Sunday 26 September 2010

Time to put the pen down and get over it

I've resisted it for so long. Really, I have.

In fact, I was just talking the other day with a friend how it was with her, during the first month of my undergrad, that I created my email account, some eleven years ago. And it's just been that ever since. While another generation has been born under the banners of all things IM, Chat, MSN, Facebook, Flicker etc. and not to mention that they can access all these on their mobile phones at break-neck speed, I have bumbled along nicely with my one email account and a mobile phone you'd laugh at in a movie from 2001. These and my agenda (which is made of paper and requires ink or lead) have served me well and I am happy to report that I haven't missed a birthday and could tell you what I was doing on March 17th 2007 with enough detail to make you go, "Really?" It's not a diary a la Bridget Jones. It's practical, with tidbits of reactions. It's worked for me.

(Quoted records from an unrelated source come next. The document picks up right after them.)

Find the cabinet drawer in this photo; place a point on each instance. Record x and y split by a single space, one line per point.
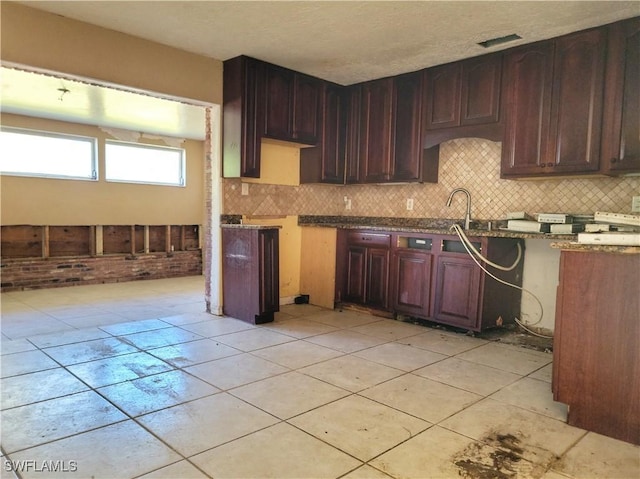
369 239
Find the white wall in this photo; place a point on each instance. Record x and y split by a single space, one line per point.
540 277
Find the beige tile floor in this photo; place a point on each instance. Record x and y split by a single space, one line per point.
135 380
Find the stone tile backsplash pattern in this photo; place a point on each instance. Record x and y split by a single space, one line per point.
470 163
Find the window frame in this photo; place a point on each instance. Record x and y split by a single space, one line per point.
182 183
93 141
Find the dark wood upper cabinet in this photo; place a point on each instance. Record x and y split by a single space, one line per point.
243 116
279 102
352 134
528 82
293 102
386 146
376 133
621 141
307 108
407 128
554 104
443 96
480 90
576 103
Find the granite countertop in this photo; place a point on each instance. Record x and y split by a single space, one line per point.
424 225
595 248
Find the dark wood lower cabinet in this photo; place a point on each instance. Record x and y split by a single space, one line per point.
596 348
429 277
250 273
363 268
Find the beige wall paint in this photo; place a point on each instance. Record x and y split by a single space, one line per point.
43 201
51 42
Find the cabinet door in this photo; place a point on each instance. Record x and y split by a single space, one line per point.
621 141
269 271
576 103
352 156
279 96
355 275
306 109
333 137
376 131
528 82
412 283
480 90
443 96
377 278
457 291
407 114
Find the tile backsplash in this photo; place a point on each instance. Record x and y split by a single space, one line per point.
469 163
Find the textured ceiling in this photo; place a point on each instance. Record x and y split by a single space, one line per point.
345 42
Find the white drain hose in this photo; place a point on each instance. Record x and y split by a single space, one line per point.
474 253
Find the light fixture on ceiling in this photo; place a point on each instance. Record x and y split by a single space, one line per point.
500 40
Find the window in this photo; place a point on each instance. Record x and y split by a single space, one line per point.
138 163
48 155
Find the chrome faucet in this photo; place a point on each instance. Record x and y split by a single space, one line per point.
467 218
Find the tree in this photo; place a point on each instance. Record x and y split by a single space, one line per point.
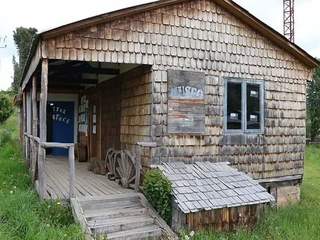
313 109
6 106
23 40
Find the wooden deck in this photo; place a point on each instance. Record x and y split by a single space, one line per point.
87 184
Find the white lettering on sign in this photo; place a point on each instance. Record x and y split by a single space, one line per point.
186 92
59 115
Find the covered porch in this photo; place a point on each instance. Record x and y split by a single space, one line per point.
86 183
73 113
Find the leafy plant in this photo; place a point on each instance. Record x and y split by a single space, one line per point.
157 189
6 107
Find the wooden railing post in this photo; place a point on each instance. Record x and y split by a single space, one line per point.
71 172
41 170
138 168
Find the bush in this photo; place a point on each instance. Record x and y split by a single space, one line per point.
157 189
6 107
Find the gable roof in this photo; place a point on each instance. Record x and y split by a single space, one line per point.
207 186
228 5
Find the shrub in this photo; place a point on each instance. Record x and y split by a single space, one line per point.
6 107
157 189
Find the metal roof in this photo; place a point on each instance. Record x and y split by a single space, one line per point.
208 186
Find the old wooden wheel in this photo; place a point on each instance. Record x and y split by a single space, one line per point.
125 168
111 163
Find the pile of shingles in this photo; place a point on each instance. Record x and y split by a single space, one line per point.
208 186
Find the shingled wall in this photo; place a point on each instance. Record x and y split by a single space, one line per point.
201 36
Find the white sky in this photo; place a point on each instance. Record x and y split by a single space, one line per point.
48 14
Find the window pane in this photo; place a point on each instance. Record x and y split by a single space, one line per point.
253 106
234 105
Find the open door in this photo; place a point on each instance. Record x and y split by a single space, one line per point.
60 125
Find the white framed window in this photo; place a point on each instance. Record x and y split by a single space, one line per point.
244 106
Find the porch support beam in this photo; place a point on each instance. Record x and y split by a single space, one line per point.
34 150
43 126
34 107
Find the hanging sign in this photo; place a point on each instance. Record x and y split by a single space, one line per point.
186 105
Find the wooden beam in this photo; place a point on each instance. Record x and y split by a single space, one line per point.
34 126
34 62
138 168
24 120
43 126
71 172
34 107
70 81
83 68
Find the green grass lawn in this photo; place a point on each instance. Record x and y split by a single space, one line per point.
24 216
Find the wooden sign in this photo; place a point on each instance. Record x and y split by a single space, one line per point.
186 113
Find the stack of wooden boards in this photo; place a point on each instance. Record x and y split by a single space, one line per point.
120 216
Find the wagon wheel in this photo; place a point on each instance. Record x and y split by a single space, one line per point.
110 162
126 169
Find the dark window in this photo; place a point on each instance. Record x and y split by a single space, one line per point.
253 106
234 105
244 104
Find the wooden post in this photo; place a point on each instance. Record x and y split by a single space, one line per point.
138 167
24 123
71 172
34 124
43 125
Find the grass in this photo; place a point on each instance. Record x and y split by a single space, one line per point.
22 214
298 221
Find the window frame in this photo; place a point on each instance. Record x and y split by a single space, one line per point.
244 83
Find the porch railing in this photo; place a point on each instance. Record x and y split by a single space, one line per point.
35 153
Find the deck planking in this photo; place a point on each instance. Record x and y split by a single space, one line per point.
87 184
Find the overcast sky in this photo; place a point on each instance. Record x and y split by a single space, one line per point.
44 15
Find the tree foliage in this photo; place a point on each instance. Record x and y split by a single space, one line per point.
313 106
6 106
23 40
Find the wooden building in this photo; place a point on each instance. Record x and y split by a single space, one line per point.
204 80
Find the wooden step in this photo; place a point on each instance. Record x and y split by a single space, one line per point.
115 213
119 224
111 205
84 201
147 232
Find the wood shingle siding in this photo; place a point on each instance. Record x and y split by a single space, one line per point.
201 36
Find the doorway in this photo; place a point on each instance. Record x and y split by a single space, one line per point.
60 125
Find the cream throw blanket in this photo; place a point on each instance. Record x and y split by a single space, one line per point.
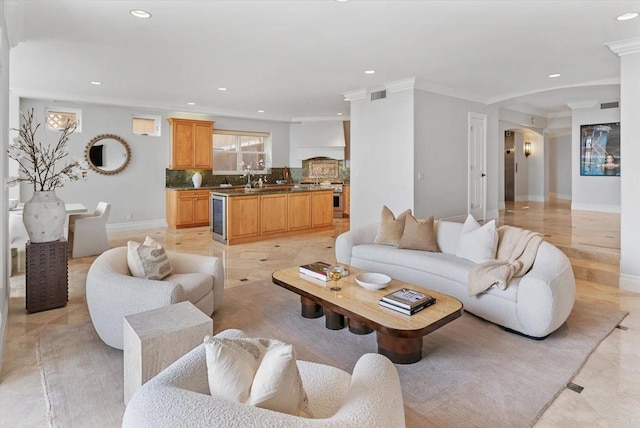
517 249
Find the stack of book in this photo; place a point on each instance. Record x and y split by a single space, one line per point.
407 301
317 270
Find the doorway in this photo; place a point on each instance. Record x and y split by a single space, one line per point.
509 166
477 186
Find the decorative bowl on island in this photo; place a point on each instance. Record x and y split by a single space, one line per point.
373 281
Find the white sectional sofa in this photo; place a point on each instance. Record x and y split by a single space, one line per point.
535 304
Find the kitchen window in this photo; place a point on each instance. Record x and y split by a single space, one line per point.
237 151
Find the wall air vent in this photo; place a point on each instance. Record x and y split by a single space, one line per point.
378 95
614 104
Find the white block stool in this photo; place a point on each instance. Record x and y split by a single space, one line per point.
154 339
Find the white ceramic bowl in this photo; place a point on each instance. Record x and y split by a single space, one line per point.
373 281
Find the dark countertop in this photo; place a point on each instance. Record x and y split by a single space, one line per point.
267 190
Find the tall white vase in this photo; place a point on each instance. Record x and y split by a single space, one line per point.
44 216
197 179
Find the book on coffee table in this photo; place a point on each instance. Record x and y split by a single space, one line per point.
317 270
404 310
408 299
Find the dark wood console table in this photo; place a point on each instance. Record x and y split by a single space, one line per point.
46 275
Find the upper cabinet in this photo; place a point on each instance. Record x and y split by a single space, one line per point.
191 144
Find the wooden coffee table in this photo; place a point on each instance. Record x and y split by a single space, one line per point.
399 336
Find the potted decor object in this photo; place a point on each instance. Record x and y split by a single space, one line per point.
44 214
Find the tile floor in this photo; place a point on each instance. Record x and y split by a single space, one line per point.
611 376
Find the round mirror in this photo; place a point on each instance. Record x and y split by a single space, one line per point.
108 154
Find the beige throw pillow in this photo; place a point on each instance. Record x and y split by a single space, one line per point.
419 235
148 260
391 228
258 372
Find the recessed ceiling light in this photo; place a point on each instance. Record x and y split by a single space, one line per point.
627 16
139 13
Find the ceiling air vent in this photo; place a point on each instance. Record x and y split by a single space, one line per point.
614 104
378 95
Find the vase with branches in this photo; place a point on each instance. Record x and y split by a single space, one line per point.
39 163
46 167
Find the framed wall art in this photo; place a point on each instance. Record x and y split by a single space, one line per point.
600 149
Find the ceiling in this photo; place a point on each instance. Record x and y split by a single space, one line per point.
295 59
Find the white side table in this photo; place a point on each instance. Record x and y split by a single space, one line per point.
155 339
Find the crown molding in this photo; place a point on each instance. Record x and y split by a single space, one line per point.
142 104
320 118
559 115
401 85
356 94
450 92
583 104
625 47
603 82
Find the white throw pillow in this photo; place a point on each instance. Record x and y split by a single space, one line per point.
277 384
258 372
148 260
478 243
231 366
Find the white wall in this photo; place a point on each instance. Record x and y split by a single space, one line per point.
139 190
630 176
440 153
560 166
593 193
382 144
5 256
535 164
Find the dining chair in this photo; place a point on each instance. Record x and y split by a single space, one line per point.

I remember the January just gone, in the heat of Buenos Aires as I sat around the pool with my in-laws. I happily had my feet dangling in the water and I had one little book open next to me while I was jotting in birthdays and anniversaries from the previous year into the latest version. There's no little button for this with a paper diary. It's sheer graft and a little task I love. There's something about it which taps into my paper and pen loving brain: little sparks fly off as I think about how the seasons will pass before it's his birthday or how lucky she is to be having hers on a Friday this year. And all this is to come.

My father-in-law, Sr. G, was mildly amused at me doing this. It seemed a lot of work to him. He is a busy man who has his Blackberry to tell him what he's doing with whom and his wife to let him know gently it's her birthday today. After his good laugh at me and my seemingly Victorian ways, his youngest son came across to the pool and jumped in, splashing one and all. Pages of my agenda got wet. But so did his Blackberry.

The paper dried so much quicker.

So, what have I resisted? I've resisted the need to feed people I'd rather forget with inane bits of information about my life; I've resisted having to check my emails to find out when my brother's birthday is; and I've resisted a mobile with satnav, having more than one email, chatting simultaneously on five different IM services (are they even called that?) and generally, being conspicuous.

Until now.

I'm still going to try and use my great navigational skills to get places. I will continue to write dates and times in my agenda (and choose a different colour for it every year, how nice) and I will not succumb to fake cyber social contracts when deciphering human interaction in a new office is hard enough. But now I will not be so invisible. It's time to put my toe in the water of the world of words that exist beyond the personal and humble pages inside my computer and desk drawers.

A forest bird never wants a cage, Ibsen told us, and he couldn't be more right in terms of where I am right now. My wings are opening and if I don't fly soon someone will come along and clip them. And I'll be stuck in a cage with my ideas on the inside and the world on the outside.